Economists Warn of Increased Debt in African Countries

  • Botswana among countries expected to record a budgetary deficit of about P8 billion in 2017
  • Budgets of Sub-Sahara African countries shifted from a surplus of 0.6% between 2006 and 2008 to a deficit of 2.2% in 2016


Economists have cautioned that government debt in Africa could increase as countries in the continent are inclined to borrowing money from global financing market to narrow their fiscal deficits.
In the World Bank’s October 2017 Africa Pulse report which analyzed trends in African economies, the bank’s economists stated that the budgets of Sub-Saharan African countries shifted from a surplus of 0.6% between 2006 and 2008 to a deficit of 2.2% in 2016. Figures from the report show that following the deficit, borrowing in the region increased and debt issuance increased from an average of US$3.5 billion in 2010–13 to US$6.2 billion in 2014-17.

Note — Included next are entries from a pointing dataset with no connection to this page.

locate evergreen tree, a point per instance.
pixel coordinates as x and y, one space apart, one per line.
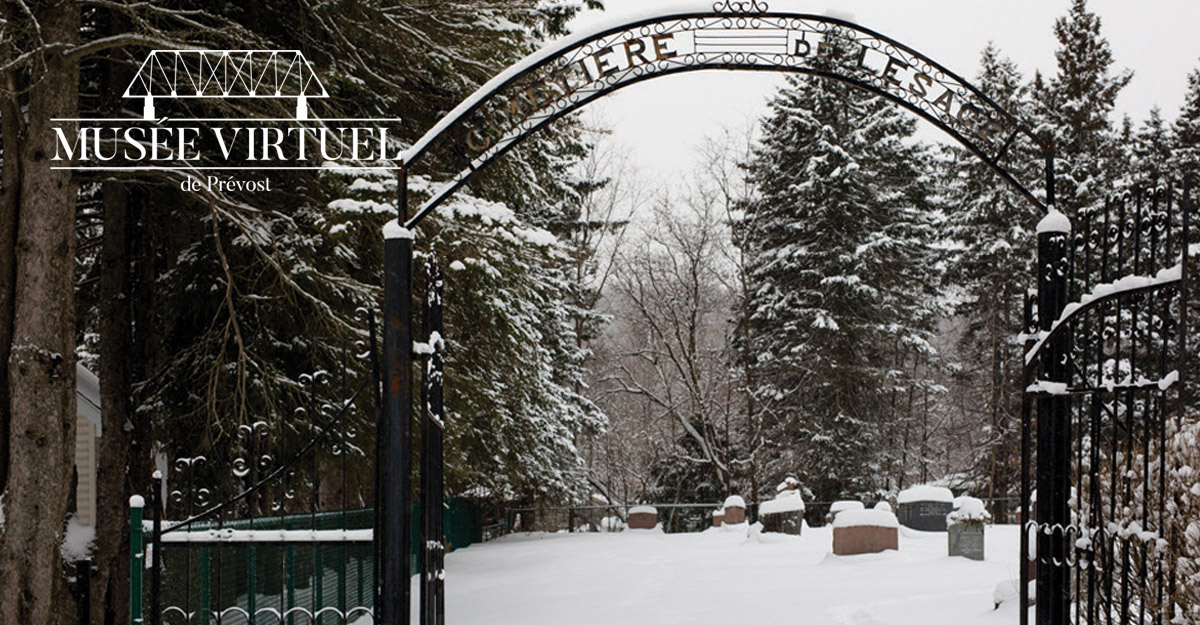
990 226
1078 106
1152 150
1186 130
843 278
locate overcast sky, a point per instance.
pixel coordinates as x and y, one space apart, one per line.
661 120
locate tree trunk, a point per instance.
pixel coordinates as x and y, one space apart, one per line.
121 469
115 468
41 360
10 194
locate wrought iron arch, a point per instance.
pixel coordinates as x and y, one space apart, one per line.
575 71
559 79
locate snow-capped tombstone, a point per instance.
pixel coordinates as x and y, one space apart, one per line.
735 510
965 528
643 517
840 506
925 506
784 514
864 532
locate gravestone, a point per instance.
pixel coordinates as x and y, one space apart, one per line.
643 517
784 514
735 510
857 532
966 540
924 508
839 506
966 528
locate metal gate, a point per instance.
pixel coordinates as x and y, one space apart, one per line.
1105 350
281 527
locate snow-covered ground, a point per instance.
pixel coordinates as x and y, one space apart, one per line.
723 577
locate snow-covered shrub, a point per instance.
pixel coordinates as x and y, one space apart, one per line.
1183 518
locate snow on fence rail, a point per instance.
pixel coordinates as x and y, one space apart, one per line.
672 517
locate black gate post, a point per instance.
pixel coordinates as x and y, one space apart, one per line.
394 456
432 484
1054 419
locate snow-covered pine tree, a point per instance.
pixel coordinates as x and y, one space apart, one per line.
1152 149
990 228
1078 106
844 278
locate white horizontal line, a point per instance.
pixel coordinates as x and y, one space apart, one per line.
228 119
263 168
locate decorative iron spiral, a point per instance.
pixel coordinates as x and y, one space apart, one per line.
741 8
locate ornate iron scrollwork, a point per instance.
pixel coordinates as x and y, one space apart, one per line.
741 8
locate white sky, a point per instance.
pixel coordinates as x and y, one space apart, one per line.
663 119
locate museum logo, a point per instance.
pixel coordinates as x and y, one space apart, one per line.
210 148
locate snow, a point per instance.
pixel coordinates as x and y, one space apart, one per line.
1049 388
785 502
1164 276
77 544
270 535
840 506
1054 222
969 510
717 577
855 518
393 229
925 493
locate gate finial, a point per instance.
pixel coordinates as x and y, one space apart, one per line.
741 8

World Bank economists state that as the global economy continued to strengthen in 2017 and financing conditions remain favorable, Sub Saharan Africa countries with budgetary deficits are highly likely to borrow more money to supplement their budgets, a development which could result with rising debt in the region. “Global financing conditions are generally supportive. International bond and equity flows in the region are increasing, and are helping to finance the current account deficits and cushion foreign reserves,” said the economists.
Botswana is among Sub Saharan Africa countries which are expected to, this year, record a budgetary deficit amounting to around P8 billion and opposition political parties warned that if government decides to borrow to supplement development budget it could find itself with increased debt and inefficient projects, due to low accountability in spending in mega projects. Due to budgetary deficit, Botswana is among Sub Saharan African countries which started borrowing, she recently borrowed a loan amounting to P1.5 billion from the global financial market to finance expansion of water infrastructural projects, a decision which is expected to increase government debt.

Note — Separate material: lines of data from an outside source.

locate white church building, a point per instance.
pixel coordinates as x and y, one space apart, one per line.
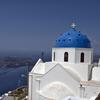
70 73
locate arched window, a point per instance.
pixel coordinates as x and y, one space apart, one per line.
54 56
66 56
82 57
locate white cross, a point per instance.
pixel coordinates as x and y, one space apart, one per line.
73 25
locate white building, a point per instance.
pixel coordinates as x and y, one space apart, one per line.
70 73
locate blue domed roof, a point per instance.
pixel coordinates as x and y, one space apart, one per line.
73 39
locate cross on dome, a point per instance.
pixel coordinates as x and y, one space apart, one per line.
73 25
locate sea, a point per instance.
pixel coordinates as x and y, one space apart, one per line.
12 78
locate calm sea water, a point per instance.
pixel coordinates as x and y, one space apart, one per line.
12 78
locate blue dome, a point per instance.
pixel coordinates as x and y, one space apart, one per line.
73 39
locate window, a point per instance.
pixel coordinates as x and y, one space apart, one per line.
54 56
82 57
66 56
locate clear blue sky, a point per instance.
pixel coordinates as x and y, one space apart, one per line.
33 25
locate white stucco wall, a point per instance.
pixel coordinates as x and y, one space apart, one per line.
59 74
73 55
96 73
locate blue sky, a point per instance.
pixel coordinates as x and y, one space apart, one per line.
29 26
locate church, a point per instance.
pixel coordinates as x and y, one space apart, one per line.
71 72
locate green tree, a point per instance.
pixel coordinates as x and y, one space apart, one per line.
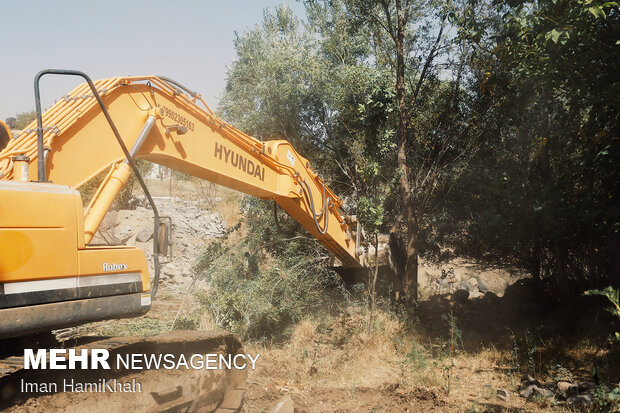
379 130
544 193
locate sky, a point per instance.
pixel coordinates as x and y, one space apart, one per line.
190 41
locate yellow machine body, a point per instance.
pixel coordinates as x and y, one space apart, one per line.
45 232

The World Bank has revealed that the largest increase in debt burdens since 2013 has been observed in oil exporters, with Angola, Chad, the Republic of Congo, and Gabon all seeing a higher increase in debt. The bank added that in Angola and Gabon’s debt is over 60 percent of GDP, in the Republic of Congo debt has risen above 100 percent. “Government debt in 2017 is projected to rise but remain low in Nigeria and stabilizes in Chad but the two countries are expected to continue to face high debt servicing costs.”
The World Bank stated that among metal exporters, government debt continued to rise in Niger and is to exceed 50 percent of GDP in 2017. The bank noted that Mozambique defaulted on its debt in January 2017 and added that although the country’s public debt-to-GDP ratio appears to have declined, the debt burden remains unsustainable. “In South Africa, government debt in 2017 is expected to rise 2 percentage points to about 53 percent of GDP.”

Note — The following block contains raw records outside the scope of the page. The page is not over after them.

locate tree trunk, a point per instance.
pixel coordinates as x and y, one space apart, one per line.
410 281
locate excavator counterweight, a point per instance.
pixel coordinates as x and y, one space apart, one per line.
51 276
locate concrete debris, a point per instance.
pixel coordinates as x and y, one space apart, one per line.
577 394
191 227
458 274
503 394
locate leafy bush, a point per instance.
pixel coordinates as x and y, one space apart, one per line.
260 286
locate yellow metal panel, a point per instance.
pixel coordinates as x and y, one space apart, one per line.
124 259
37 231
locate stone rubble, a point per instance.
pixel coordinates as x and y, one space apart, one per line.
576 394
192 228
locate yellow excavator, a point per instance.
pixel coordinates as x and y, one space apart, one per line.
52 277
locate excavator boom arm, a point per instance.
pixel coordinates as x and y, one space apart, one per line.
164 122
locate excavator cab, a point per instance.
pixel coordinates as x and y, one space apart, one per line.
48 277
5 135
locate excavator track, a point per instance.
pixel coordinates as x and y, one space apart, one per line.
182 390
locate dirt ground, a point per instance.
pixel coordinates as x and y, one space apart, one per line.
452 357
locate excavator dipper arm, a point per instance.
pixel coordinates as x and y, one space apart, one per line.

The bank’s report points that among non-resource intensive countries, government debt in Ethiopia and Senegal is rising as these countries continue to borrow to finance ambitious infrastructure investment programs. In 2017, several countries, including Senegal, have tapped the international bond market to cover their financing needs. “With many other countries planning to return to the market, the higher cost of financing fiscal deficits on international credit markets at a time when U.S. policy interest rates are normalizing could increase sovereign risk across the region.”
The World Bank’s Africa Pulse report indicates that rising capital accumulation by the countries has not necessarily come along with greater efficiency of investment in spending and the decline in the efficiency of investment can be attributed, among other things, to; resource misallocation, poor human and physical capital complementarities, inefficiencies in the application of existing technologies, insufficient skills and other capabilities for the adoption of new technologies, and distortive public policies.